Cosa avrei dovuto dire ai miei genitori? Non ero molto brava a raccontare cavolate. E se mi avessero fatto qualche domanda di troppo su Jader, tipo perché non ero tornata di persona a farmi i bagagli e a dire loro che sarei partita? Cavolo, com'era possibile che i miei genitori si fossero fidati di uno sconosciuto? Lessi i messaggi che Jader e mamma si erano scambiati, giusto per non cadere in contraddizione, presi coraggio e chiamai mia madre.
Qualche ora dopo conobbi Gigi. Era un medico e lavorava in un ospedale militare. Aveva i capelli brizzolati e un sorriso gentile, e fu davvero dolce con me. Nutriva un profondo affetto nei confronti di Jader; me ne accorsi dal suo sguardo e dalle continue rassicurazioni sulle mie condizioni.

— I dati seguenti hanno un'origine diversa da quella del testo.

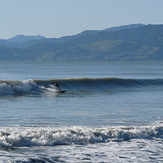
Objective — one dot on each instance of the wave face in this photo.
(26, 137)
(83, 84)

Mi raccomandò assoluto riposo e mi disse che ci saremmo visti l'indomani per un'altra medicazione. Nel frattempo Jader mi aveva preparato da mangiare e mi aveva lasciato qualche libro da leggere. Lo avevo sentito parlare al telefono per tutto il pomeriggio ma non avevo osato chiedergli con chi. La sera venne a stendersi accanto a me e mi parlò della sua vita, di quella parte che ancora non conoscevo. Mi addormentai con la testa sulla sua spalla e una mano intrecciata alla sua.